With Blockchain the verification process takes place in real time and with unprecedented respect for your privacy.  The solution is design such that there is no central database of identity information. The Blockchain ledger is used as a digital rights management system, storing permissions and proofs by which the user grants institutions rights to access your identity information.  Without a central “data honeypot”, the attack surface of an identity breach is radically changed, making it very difficult for bad actors to walk away with a “big score”.  Blockchain also prevents your digital data to be tracked. Perhaps you don’t want the real estate company to know which bank you do business with. Enabling “triple blind data exchanges”, the data requester never knows who the provider is, the data provider knows not of the requester, and the network operator knows neither.  Last, Blockchain enables only the necessary information to be exchanged.  Hence if you are using to prove your age to enter a bar, you would only have to prove your age is over 21 and not show your driver’s license which also includes your address (I don’t want the bouncer to follow me home).  The National Institute of Standards and Technology, along with other privacy agency’s view this approach as being best of breed for protecting user privacy.   This is a big deal, and I think you would agree is another example of Blockchain changing everyday life.

Prevent Counterfeiting 

Has this ever happened to you? This one actually happened to me.  A friend, who had a headache, asked for an aspirin.  I went into my road-warrior aspirin-jar, that I keep in my laptop bag, and gave him one.  Before he took it, he looked at it and ask, “what is this you’re giving me?”  It didn’t look like any aspirin he had ever seen. I said, I think it’s an aspirin.  He responded with a bit of terror in his voice, “you THINK?”.  The pill had a number on the side, which I quickly googled on my phone and realized it was a generic form of Tylenol.  Phew! But this sort of thing is not only happening to me. The World Health Organization estimates that 1 in 10 medical products circulating in low and middle income countries are either substandard or falsified, including pills, vaccines and diagnostic kits. Examples include cough syrup for children that contained a powerful opioid and fake anti-malarial pills just made of potato and cornstarch.

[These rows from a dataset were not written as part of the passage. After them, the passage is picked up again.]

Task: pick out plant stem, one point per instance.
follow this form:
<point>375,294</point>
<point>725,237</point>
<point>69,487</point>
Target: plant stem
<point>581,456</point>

A project from our IBM Research Lab is using AI technology with Blockchain to prevent counterfeiting, called the Crypto Anchor Verifier.   The technology uniquely identifies a physical asset as a corresponding digital asset to trace provenance. Manufacturer can place a digital cryptographic fingerprint of an aspirin on a Blockchain such that the pill can be verified for authenticity and avoid fake substitute products as it progresses across its supply chain.

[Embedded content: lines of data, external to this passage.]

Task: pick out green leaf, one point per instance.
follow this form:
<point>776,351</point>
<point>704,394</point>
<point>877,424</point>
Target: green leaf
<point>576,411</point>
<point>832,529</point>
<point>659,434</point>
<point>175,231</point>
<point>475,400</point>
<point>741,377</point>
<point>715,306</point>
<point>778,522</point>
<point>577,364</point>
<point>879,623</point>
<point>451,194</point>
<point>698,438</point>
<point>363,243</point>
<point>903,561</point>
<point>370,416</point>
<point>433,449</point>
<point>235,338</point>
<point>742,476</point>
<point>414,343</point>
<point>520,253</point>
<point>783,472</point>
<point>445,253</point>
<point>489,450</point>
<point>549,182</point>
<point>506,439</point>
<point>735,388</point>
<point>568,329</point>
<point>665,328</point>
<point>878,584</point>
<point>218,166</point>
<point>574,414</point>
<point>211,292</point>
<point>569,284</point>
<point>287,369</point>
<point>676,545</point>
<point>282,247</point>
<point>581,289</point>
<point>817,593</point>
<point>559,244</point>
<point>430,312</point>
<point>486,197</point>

Verifier provides a lens attachment to a standard smartphone. The Verifier app leverages AI technology to perform light spectral analysis against a physical asset.  It captures microscopic properties, viscosity and other identifiers and produces a unique digital identifier for physical good.  When immutably placed on a Blockchain the “finger print” of that digital good can be check again with Verifier by Customs, at a point of purchase, or checked right before you swallow your medication.   That’s preventing counterfeiting with Blockchain …and that’s changing everyday life. 

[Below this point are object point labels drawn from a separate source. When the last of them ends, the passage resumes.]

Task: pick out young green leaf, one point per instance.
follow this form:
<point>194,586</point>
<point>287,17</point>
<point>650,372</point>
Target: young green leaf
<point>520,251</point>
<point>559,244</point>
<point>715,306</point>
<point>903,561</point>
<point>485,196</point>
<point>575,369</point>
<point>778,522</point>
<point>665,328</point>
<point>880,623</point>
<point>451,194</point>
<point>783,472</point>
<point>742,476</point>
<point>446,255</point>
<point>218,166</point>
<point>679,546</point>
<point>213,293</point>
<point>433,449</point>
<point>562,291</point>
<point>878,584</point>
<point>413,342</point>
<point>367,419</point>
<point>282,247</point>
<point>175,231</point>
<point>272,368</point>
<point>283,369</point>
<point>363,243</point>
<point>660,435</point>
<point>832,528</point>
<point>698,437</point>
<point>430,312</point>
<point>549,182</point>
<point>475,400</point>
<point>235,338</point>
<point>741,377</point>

I hope you are also inspired by these examples. For me, they are signs of the promise of Blockchain becoming real and something that we all can be proud of.  In the early 2000s we started to see the first real signs of the Internet making the world a better place.  It’s energizing to see Blockchain providing evidence in 2018 that it is changing everyday life for the better. With this as motivation, we will continue to solve the business and technical problems that will unleash many similar inspiring uses of an Enterprise Blockchain.